Wes Brown and his family are alive and blessed.

Nearly two dozen tornados were reported Friday in Texas, Oklahoma and Arkansas following an expected outbreak of possible twisters ranking EF-2 or higher on the Enhanced Fujita Scale.

At least one of them hit in Powderly, Texas. A tornado whipped across the small community northeast of Dallas in Lamar County at 5:45 p.m. as the atmosphere became prime for rotating supercells.

Brown said he knew the storms were coming. He, along with his wife, two teenage sons and pets, took shelter in a reinforced interior closet inside their home when the storm hit.

Wes Brown, along with his wife, two teenage sons and pets, took shelter in a reinforced interior closet inside their home when the tornado hit. (Photo Courtesy of Max Gorden / FOX Weather)
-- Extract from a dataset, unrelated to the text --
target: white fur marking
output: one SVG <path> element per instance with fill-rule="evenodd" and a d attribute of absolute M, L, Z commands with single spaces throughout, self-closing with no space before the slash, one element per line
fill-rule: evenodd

"The reason we're alive is because Jesus Christ," Brown said. "He spared us last night."

Packed inside the closet, Brown said he noticed when the wind started to change and blow, and as it hit, it became very loud as glass began to shatter.

"We didn't know exactly how bad it was until we stepped out, and that's when your life changes," he said.
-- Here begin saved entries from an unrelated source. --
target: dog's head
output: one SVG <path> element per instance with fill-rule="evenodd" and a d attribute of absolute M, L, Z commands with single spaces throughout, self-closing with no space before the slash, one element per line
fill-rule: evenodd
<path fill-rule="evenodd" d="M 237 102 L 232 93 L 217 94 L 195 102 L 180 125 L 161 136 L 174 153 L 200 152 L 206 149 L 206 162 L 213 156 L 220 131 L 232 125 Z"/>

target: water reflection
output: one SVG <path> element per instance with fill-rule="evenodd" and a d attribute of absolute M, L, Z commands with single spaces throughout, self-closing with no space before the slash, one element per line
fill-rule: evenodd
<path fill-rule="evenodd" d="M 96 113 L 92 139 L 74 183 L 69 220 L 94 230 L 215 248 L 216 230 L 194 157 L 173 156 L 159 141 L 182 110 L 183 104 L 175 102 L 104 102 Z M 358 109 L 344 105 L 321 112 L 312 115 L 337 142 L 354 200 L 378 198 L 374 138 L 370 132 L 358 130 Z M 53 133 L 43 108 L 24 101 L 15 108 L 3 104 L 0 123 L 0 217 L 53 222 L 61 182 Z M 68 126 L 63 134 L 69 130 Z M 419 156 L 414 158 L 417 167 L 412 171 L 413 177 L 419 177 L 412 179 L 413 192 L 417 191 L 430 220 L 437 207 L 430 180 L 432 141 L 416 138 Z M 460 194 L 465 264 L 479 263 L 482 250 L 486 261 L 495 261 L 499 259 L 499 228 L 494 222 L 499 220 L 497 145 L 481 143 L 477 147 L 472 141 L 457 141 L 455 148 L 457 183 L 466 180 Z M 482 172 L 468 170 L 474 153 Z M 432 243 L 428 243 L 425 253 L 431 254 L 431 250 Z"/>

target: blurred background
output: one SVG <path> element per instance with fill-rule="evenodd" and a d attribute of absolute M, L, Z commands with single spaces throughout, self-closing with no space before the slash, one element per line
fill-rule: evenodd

As the sun came up Saturday morning, the sound of chainsaws could be heard echoing throughout the tight-knit community.

SUGGESTED: Severe storms trigger tornado outbreak in central US

The Browns lost pretty much everything. Their home and nearby garage are destroyed. Every one of their vehicles were either totaled or are damaged.

"We're just trying to sift through. But it's things," Brown said. "I thank God that I have my wife and my children. So that's what's most important. And if it wasn't for him, it could have ended a whole lot differently."


Numerous friends and family arrived shortly after the storm to help the Browns with many coming back Saturday to begin to pick up the pieces and start the long road to recovery.

Standing in front of the rubbles that once sheltered Brown’s family from the storm is now too much to even take in.

Knowing millions have stood once before where he stands today trying to find the things of importance, like close, pictures and valuables.

"Fifty years of stuff strung from here to who knows where," he said. "It's a lot to take in."


And at the same time, Brown wonders what to do about the insurance and where his family is going to live.

"Luckily, we are blessed to have family that live nearby. So, we stayed with my brother-in-law and sister-in-law last night," he said. "They opened our home to us and let us stay there just a few miles down the road."

The National Weather Service will be on the ground in Powderly on Saturday morning surveying the damage. A local judge declared a disaster in the area, one of the first steps toward getting additional help for the town.